Jer is also the co-creator of a theory of urban neighborhood renewal with Dr. Ron Oakerson, a recognized authority on issues of metropolitan governance and professor of political Science at Houghton College. Their paper, entitled Neighborhood Decline as a Tragedy of the Commons, is currently under review at the Policy Studies Journal. Collaborators included community members, New York State Supreme Court Judge Henry Nowak, and Dr. Elinor Ostrom, 2009 Nobel Laureate in Economics.
“I love writing with Jer. He writes with so much grace and integrity. He keeps me honest, as well as forthright. When my theory gets too far ahead of the facts, he draws me back to reality and makes me face it. If I understate a point (or miss it entirely), he reflects it back to me in bold. At ease with complex, subtle ideas, he finds ways to give them expression as readable, intelligible, accessible prose. On top of it all, he’s fun just to be with. I know we’ll be friends even if/when the writing-connection fades away.” — Ron Oakerson
In his travels to over twenty-five countries, Jer has proven that he is one of those rare thinkers equally comfortable and compelling whether lounging on a dilapidated inner city porch, squatting on the dirt floor of a Nepalese hut, sitting in the American board room, or walking the halls of academia.

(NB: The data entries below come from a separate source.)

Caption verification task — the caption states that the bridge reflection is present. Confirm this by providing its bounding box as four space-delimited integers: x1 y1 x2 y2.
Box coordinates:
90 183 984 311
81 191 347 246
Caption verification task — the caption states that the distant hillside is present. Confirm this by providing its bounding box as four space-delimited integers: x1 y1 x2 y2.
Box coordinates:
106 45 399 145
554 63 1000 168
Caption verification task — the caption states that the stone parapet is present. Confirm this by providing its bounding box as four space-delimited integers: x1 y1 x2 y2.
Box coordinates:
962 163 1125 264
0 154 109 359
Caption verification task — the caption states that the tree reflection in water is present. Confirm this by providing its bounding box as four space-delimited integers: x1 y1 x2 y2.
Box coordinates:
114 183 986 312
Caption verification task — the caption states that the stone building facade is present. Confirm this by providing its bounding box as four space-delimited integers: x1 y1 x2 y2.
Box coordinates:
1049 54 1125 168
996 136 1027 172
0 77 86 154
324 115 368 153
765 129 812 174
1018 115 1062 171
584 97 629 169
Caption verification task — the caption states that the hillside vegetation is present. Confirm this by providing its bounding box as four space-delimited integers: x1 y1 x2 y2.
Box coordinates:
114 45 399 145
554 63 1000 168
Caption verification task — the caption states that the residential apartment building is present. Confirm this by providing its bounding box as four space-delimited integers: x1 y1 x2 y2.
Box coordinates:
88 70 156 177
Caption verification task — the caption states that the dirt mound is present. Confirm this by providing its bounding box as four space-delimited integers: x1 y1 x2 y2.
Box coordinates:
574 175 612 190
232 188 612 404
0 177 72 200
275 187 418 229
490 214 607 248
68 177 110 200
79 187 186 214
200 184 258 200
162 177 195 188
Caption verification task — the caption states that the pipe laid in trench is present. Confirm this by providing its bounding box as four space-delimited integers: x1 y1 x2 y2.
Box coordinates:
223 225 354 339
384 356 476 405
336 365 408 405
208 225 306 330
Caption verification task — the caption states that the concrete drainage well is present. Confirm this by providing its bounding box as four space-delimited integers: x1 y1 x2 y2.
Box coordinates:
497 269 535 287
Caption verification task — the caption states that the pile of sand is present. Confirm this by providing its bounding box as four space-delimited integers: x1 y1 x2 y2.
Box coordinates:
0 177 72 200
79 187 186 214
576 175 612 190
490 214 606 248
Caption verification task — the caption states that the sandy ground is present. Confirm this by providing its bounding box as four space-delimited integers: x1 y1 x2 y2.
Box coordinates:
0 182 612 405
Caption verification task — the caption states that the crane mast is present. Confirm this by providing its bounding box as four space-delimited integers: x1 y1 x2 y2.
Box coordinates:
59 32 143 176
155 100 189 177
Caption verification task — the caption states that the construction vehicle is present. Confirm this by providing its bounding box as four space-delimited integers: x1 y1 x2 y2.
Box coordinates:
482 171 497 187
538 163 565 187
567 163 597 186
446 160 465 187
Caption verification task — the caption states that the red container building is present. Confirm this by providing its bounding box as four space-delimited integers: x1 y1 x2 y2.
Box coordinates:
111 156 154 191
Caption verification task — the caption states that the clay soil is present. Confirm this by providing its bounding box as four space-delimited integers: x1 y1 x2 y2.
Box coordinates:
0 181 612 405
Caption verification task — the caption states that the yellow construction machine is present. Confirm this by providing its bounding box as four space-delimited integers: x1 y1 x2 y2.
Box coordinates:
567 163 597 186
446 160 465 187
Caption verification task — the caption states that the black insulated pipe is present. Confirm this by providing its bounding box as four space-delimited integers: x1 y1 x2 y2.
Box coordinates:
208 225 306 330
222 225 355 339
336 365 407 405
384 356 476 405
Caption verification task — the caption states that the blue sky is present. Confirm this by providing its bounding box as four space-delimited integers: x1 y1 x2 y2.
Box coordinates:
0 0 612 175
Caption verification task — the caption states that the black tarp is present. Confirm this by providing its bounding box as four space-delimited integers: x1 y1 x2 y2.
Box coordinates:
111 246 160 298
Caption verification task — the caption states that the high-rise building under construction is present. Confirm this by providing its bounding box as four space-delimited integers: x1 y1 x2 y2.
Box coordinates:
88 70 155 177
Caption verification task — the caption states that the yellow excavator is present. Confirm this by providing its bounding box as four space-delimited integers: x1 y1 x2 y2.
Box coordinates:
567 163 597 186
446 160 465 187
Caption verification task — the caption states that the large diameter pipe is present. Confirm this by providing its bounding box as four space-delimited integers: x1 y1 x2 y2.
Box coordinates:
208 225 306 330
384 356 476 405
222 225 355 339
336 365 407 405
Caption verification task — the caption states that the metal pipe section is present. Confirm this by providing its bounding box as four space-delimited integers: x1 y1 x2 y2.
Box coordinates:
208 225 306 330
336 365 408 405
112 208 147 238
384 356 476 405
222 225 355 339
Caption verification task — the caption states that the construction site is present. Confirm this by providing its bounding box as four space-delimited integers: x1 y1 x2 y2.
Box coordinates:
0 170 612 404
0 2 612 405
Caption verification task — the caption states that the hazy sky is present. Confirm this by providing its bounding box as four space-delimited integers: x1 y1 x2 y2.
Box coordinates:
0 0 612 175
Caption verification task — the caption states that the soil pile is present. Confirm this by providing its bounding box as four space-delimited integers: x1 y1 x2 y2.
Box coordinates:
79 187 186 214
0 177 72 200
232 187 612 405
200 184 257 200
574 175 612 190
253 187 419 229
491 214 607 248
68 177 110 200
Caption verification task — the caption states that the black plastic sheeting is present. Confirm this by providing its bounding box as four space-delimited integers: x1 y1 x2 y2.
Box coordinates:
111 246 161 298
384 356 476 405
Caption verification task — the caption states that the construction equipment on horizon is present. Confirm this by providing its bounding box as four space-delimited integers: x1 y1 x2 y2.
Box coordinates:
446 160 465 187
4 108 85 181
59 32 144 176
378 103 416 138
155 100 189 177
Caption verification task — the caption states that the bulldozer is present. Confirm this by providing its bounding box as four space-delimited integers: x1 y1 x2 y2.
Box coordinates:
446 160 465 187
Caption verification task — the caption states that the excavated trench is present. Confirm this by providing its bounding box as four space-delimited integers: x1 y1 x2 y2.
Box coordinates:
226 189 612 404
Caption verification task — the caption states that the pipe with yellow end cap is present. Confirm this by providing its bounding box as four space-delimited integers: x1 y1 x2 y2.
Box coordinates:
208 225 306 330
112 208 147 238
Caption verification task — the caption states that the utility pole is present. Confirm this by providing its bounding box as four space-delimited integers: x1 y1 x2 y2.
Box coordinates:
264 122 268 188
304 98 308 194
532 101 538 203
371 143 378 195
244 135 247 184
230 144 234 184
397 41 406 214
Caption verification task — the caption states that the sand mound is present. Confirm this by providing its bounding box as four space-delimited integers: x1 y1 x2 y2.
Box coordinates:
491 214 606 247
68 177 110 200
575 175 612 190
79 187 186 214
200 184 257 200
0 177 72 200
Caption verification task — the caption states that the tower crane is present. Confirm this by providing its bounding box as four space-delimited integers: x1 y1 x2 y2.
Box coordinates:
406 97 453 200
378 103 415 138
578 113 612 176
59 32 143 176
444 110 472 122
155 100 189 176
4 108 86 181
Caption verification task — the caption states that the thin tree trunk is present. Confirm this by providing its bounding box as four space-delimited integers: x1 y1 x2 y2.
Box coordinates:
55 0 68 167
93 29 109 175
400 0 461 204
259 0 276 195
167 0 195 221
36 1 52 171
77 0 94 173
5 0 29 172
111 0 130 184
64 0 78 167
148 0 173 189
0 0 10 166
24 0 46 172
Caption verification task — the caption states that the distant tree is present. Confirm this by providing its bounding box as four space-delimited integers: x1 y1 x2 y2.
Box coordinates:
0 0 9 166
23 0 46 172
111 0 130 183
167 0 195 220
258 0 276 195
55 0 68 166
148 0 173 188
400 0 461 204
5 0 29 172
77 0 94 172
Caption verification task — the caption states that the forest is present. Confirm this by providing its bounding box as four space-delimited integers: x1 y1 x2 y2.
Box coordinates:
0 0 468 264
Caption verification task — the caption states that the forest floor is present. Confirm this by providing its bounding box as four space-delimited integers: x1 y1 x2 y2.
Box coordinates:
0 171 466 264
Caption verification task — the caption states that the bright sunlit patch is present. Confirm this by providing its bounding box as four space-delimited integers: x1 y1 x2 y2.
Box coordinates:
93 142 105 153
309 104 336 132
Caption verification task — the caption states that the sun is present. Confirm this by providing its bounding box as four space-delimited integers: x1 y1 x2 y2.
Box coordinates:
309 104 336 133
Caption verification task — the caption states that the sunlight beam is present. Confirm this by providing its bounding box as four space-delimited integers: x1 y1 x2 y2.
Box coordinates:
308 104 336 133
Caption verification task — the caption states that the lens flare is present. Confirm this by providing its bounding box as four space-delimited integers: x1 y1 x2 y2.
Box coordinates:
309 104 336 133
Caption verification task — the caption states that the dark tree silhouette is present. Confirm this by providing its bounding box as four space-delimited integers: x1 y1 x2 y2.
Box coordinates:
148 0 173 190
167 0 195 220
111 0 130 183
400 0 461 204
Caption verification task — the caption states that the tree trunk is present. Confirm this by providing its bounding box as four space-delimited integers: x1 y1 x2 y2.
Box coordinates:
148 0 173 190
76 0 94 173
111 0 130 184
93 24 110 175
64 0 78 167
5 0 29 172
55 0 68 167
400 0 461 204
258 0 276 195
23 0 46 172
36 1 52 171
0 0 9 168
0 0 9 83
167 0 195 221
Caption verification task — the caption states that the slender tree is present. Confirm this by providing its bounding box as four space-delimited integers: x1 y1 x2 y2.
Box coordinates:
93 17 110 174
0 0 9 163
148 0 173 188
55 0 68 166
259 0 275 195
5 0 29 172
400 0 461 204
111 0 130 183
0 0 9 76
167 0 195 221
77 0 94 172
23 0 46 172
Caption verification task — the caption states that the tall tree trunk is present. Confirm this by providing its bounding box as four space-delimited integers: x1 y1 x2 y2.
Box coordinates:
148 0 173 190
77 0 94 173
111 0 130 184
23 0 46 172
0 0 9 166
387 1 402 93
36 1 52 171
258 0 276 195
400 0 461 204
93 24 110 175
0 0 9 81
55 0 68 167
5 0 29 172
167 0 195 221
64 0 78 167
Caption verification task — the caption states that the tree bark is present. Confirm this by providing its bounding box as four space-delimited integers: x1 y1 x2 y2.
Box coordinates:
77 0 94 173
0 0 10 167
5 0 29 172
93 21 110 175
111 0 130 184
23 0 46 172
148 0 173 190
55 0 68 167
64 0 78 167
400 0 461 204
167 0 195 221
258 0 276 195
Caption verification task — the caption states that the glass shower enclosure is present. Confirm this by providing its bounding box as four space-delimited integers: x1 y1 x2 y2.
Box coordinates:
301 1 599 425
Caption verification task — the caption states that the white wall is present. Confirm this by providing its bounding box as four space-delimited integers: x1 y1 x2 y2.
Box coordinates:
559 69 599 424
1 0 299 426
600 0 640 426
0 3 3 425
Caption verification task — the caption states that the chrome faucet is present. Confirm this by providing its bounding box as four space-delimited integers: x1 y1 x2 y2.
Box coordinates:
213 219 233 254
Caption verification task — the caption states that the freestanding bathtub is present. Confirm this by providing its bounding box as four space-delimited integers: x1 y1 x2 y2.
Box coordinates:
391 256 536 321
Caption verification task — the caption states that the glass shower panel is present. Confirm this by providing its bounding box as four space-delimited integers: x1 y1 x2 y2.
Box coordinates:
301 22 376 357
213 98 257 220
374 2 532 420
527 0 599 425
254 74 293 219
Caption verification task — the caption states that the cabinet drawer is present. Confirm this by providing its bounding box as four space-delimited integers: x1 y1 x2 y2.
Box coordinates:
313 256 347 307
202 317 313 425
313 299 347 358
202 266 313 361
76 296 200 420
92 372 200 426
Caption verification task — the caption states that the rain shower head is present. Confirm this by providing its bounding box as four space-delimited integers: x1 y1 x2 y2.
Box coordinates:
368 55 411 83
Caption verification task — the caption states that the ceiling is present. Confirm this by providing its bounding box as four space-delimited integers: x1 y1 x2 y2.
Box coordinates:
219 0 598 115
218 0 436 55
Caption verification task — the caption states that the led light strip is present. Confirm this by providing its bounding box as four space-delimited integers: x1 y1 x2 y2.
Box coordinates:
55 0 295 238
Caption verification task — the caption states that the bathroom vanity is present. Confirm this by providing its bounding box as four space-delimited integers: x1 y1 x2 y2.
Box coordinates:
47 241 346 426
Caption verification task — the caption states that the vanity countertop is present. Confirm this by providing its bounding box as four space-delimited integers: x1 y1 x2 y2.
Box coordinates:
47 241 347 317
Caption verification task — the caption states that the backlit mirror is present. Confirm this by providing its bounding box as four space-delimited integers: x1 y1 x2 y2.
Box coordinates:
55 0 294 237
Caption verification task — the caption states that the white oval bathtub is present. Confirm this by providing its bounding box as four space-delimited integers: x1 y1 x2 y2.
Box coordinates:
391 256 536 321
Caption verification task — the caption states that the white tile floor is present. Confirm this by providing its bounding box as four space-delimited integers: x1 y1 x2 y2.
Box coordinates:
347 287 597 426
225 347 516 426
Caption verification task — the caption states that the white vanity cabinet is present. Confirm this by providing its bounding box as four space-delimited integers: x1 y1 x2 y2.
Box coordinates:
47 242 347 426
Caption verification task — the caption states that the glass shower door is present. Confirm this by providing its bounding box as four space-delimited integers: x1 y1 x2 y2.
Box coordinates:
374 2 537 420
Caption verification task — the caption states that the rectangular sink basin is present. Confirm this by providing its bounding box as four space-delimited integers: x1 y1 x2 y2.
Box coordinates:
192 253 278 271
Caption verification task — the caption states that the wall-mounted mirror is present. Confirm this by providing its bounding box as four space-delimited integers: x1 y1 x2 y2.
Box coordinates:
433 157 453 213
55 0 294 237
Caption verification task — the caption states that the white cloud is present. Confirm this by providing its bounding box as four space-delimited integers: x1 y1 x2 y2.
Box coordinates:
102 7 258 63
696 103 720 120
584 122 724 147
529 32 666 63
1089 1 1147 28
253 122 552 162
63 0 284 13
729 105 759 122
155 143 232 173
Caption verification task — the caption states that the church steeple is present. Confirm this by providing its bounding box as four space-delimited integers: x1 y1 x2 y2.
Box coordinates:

“As I continue to make philosophy relevant and enjoyable, people respond. Of course they do. Every generation needs philosophers who are clever communicators, who can woo them with their own culture and dialect. By God’s grace, we impart the courage necessary for radically principled living.” — Jer
Finally, “Jerism,” as his editor calls the overall picture that Therefore Joy outlines, was informed by a unique incident: in the spring of 2011, in downtown Atlanta, a man had fallen onto the subway’s third rail. After bright ribbons of electricity were seen arcing through his arms and legs, he lay still. After coaching the man to wake up, Jer pulled him to safety and in the process was shocked himself. Afterwards a video of the rescue surfaced on YouTube, and the story exploded online and in the local and national press. (See Subway Incident tab above.) While offering a positive public platform for writing and selling positive books, this experience taught Jer a profound lesson that follows and builds on Therefore Joy’s hopeful conclusions. The dramatic story, and the lessons he learned from it, have been articulated in an epilogue.